La cachaça de Viçosa es vendida en puntos turísticos estratégicos como la Igreja do Céu, y también en los ingenios y eventos como el Festival de Música de Viçosa, que se organiza en julio.
POR LOS ALAMBIQUES “Acá no tenemos máquinas, todo es manual, artesanal”, dice doña Rosa en su finca en las afueras de la ciudad, donde elaboran la cachaça Rainha do Lambedouro. “Mis padres producían antes de que yo naciera y aprendí todo de ellos”, cuenta mientras sirve un café con torta de naranja, para luego ir a recorrer su finca. Dice que producen alrededor de 5000 litros anuales, dependiendo siempre de la cosecha. Cuando hay sequías, como en los últimos años, baja la producción. “Al principio hacíamos rapadoura (azúcar), luego vino la cachaça. Antes no había energía eléctrica y era todo empujado por bueyes, era todo más rústico”, recuerda esta mujer que nació en este mismo lugar hace 77 años.
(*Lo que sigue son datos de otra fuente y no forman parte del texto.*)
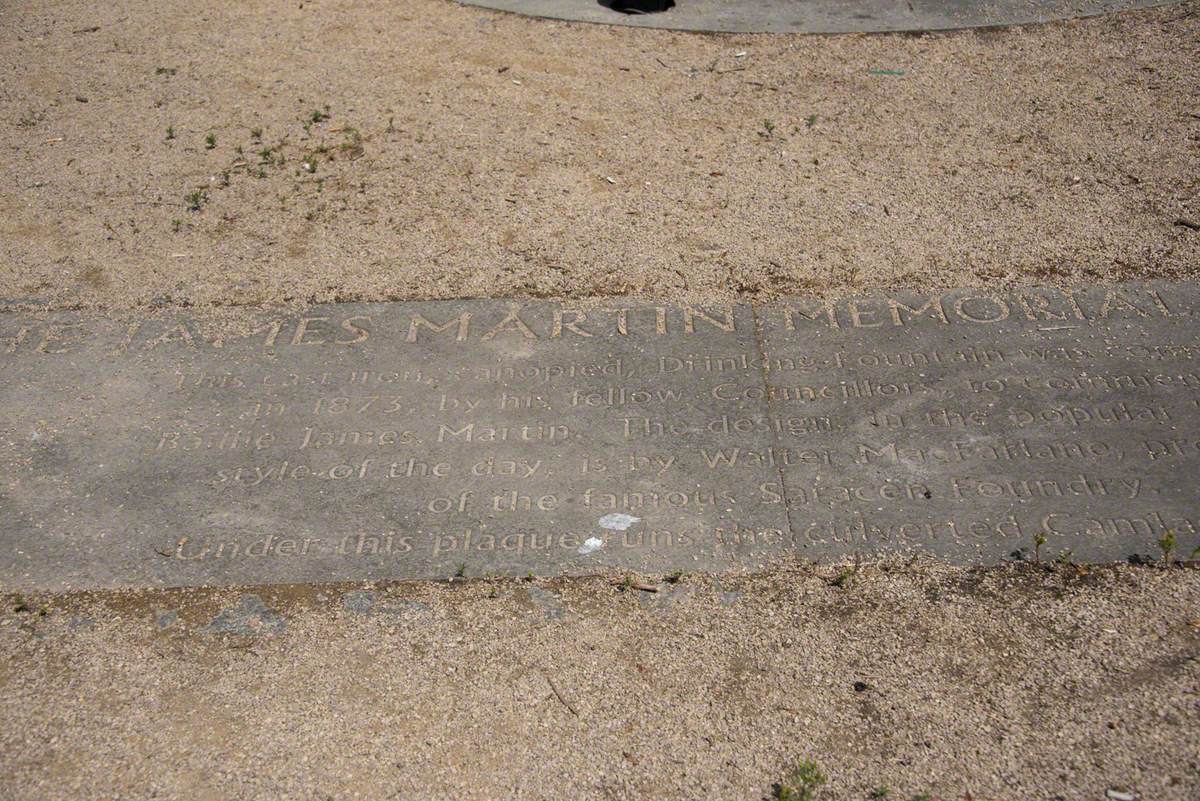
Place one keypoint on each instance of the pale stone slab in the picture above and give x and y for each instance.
(822, 16)
(419, 440)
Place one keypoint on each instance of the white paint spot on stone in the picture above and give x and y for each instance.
(589, 544)
(618, 522)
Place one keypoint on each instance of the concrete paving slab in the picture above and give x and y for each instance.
(426, 440)
(821, 16)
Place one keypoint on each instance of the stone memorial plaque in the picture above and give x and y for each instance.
(421, 440)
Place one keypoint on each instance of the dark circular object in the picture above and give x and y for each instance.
(815, 16)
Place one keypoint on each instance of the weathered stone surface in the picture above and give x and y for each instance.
(406, 440)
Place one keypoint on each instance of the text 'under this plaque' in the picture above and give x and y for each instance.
(409, 440)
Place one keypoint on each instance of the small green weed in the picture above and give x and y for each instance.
(195, 199)
(801, 784)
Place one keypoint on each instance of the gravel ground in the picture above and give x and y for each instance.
(1013, 682)
(215, 154)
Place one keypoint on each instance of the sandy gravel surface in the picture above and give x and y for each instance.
(364, 149)
(1006, 684)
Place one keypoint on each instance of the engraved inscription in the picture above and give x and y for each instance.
(399, 440)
Antes de despedirnos, invita un trago de su Rainha do Lambedouro.
El bisabuelo de Jorge Nogueira, Anton Bertol de Nogueira, fue uno de los pioneros. Comenzó a procesar caña para hacer cachaça en 1892. “La cachaça artesanal creció mucho, luego de caer por la industrialización y el no acompañamiento de la agricultura”, señala Nogueira ahora, mientras andamos por las rutas de estas sierras tupidas, camino a su hogar, donde funciona su alambique.
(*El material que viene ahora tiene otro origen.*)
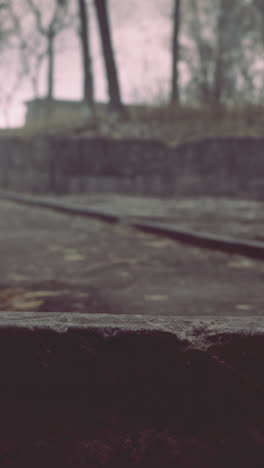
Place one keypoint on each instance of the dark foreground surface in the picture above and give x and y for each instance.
(85, 391)
(56, 262)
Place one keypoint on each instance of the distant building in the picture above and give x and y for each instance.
(42, 111)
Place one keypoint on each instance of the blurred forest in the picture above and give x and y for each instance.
(215, 48)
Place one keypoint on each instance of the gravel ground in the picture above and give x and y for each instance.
(55, 262)
(243, 218)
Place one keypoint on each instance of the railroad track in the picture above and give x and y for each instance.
(205, 240)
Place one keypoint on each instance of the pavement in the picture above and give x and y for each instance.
(53, 262)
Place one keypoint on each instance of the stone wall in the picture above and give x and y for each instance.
(61, 165)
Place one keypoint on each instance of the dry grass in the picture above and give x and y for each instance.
(169, 125)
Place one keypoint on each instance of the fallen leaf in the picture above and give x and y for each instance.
(123, 274)
(20, 304)
(242, 263)
(159, 244)
(16, 277)
(32, 294)
(155, 297)
(54, 248)
(244, 307)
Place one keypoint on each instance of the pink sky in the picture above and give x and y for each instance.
(141, 37)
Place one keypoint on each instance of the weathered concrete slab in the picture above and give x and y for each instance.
(112, 391)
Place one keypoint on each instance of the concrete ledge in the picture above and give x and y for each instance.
(202, 239)
(81, 390)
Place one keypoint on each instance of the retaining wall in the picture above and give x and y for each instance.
(62, 165)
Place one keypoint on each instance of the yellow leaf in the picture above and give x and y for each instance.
(156, 297)
(242, 263)
(16, 277)
(26, 305)
(159, 244)
(74, 257)
(32, 294)
(244, 307)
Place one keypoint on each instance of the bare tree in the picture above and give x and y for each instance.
(88, 85)
(108, 53)
(175, 93)
(30, 45)
(58, 21)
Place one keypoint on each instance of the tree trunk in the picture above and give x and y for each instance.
(219, 72)
(50, 66)
(108, 52)
(175, 93)
(88, 86)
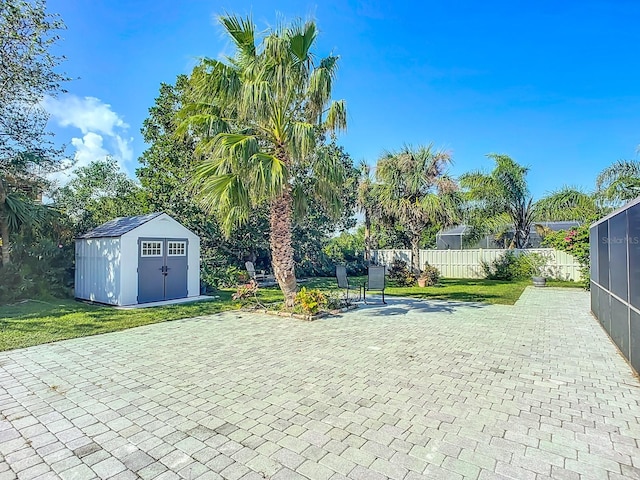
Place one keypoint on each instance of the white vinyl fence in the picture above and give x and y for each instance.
(467, 263)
“Después de mi abuelo pasó para mi papá, luego a otros parientes, hasta que en 2007 mi mujer comenzó a ocuparse, intentando modificar el trabajo junto con los demás productores. Nuestra meta es la del nordestino preguiçoso (vago): trabajar poco, producir mucho y ¡ganar más! –dice medio en serio medio en broma, y larga una risotada. Por ahora estamos haciendo lo contrario: trabajando mucho, produciendo poco y ganando mucho menos.”
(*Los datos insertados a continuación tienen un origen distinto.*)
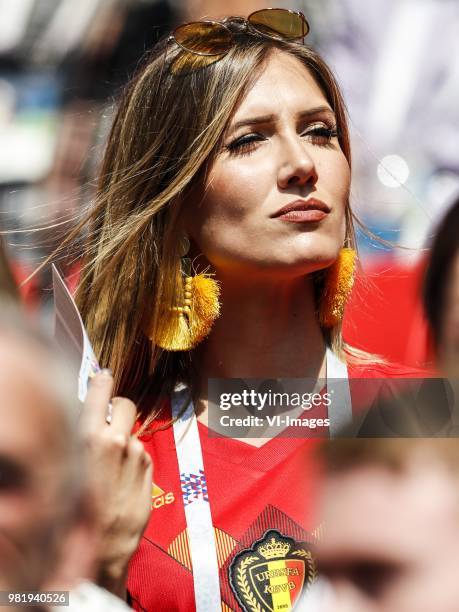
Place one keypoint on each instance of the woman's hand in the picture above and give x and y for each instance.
(121, 475)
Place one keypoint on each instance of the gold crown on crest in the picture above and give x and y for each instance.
(274, 549)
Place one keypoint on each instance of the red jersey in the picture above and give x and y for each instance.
(261, 500)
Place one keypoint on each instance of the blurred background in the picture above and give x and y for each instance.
(63, 64)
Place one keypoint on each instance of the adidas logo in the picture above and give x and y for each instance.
(159, 498)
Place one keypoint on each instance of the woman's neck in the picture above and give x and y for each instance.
(266, 330)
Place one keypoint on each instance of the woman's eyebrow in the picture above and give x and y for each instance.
(273, 118)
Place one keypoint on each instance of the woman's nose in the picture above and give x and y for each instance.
(297, 167)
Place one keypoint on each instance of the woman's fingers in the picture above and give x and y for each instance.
(123, 415)
(95, 408)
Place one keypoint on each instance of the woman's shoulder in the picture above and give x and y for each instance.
(383, 369)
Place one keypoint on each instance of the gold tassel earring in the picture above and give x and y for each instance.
(338, 287)
(181, 327)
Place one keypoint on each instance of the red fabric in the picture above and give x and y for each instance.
(385, 314)
(250, 490)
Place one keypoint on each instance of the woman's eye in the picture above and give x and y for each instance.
(245, 144)
(320, 134)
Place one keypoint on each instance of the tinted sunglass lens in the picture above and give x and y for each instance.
(203, 38)
(280, 22)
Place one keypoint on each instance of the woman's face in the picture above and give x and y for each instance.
(280, 150)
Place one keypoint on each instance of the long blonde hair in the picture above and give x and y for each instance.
(167, 129)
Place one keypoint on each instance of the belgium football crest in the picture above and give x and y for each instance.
(269, 576)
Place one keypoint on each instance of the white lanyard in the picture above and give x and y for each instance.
(201, 536)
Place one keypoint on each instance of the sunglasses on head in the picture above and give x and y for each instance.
(214, 38)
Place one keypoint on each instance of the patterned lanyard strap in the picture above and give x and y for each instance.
(201, 536)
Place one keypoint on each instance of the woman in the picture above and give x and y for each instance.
(441, 292)
(229, 150)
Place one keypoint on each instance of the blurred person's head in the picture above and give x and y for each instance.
(390, 511)
(8, 287)
(441, 291)
(45, 511)
(180, 160)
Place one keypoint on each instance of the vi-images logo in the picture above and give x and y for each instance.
(159, 498)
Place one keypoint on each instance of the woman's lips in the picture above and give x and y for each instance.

Como están impulsando el turismo rural, la idea es poder comercializar en las posadas y hoteles de la región. Una vez en su hogar, Jorge enseña un antiguo destilador, los toneles clásicos de madera y los modernos de aluminio y acero inoxidable, mientras resume el proceso para que la caña se transforme en el aguardiente nacional. Explica que muelen la caña aquí mismo, que fermenta entre 24 y 48 horas, y que se almacena por tiempo indeterminado. “Se ‘adormece’ aquí un año o dos. No trabajamos con roble, porque hay que traerlo de otro estado”, dice ahora, en medio del salón donde tienen algunos pequeños toneles para degustar.
“Mi abuelo ya fabricaba cachaça, sólo que su alambique era en el sertao (desierto). Luego vino para la sierra, donde comenzó a elaborarla en el ’89. Mi padre ayudaba a mi abuelo y así aprendió”, cuenta Alexandre, de la familia Mapurunga, elaboradores de la marca Mapirunga, “una variación del nombre de la familia”. En Mapirunga fabrican unos 15.000 litros y muelen el 50 por ciento de la caña; el resto la compran de otros canaviales de la región, explica Alexandre en un recorrido por el alambique familiar.
Vamos ahora a lo de Francisco Cardoso, conocido como Chico Bie, uno de los productores históricos, donde elaboran la marca Malandrinha. “Comencé a plantar caña en el ’51, haciendo rapadura. Con la cachaçca empecé en el ’80. Ya era una tradición de mi bisabuelo, nunca dejé de plantar caña”, dice este hombre de 65 años, nacido en el estado de Piauí, mientras paseamos por sus campos.
Chico dice que su meta es sobrevivir con la producción de cachaça de calidad, aunque produzcan una variación “bruta” para pagar las cuentas. “Nuestra cachaça pasa más de un año en toneles de madera para darle un aroma y sabor característico”, asegura y confiesa: “No me gusta beber pinga, me gusta hacerla”.